Ok, so you don't have two physical interfaces, each connected to one direction, but one, connected to... a switch?

----------

## h0mer`-

yes the squid/dansguardian is a virtual machine running on an esx server which is connected to a switch.

----------

## qeldroma

I see no other way than creating a second virtual interface on esx for the squid and then route each interface to one of the DSL's and bond them.

Perhaps someone else has a better idea?

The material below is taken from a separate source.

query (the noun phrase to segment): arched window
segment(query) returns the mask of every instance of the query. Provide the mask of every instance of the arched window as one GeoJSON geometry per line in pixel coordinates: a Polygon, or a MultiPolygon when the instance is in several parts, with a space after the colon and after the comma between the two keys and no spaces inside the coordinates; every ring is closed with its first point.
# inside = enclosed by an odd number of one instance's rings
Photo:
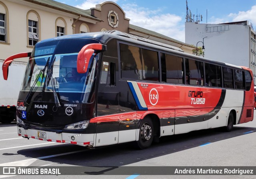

AFAIK, only other way would be a physical load-balancer or router with three interfaces for bonding....

I think, the fastest way would really be the routing way, binding one virt.if to one dsl and combine them via bonding in the vm...

Cheers, Florian

----------

## h0mer`-

hmmm, the bonded interface has to have a default gw i guess and the two adsl routers have different ip adresses. so that doesnt solve the problem does it?

----------

## qeldroma

I am not pretty sure, if i can give you a sattisfying answer, but i will try my best  :Wink: 

Perhaps someone else with deeper knowledge should also try this ..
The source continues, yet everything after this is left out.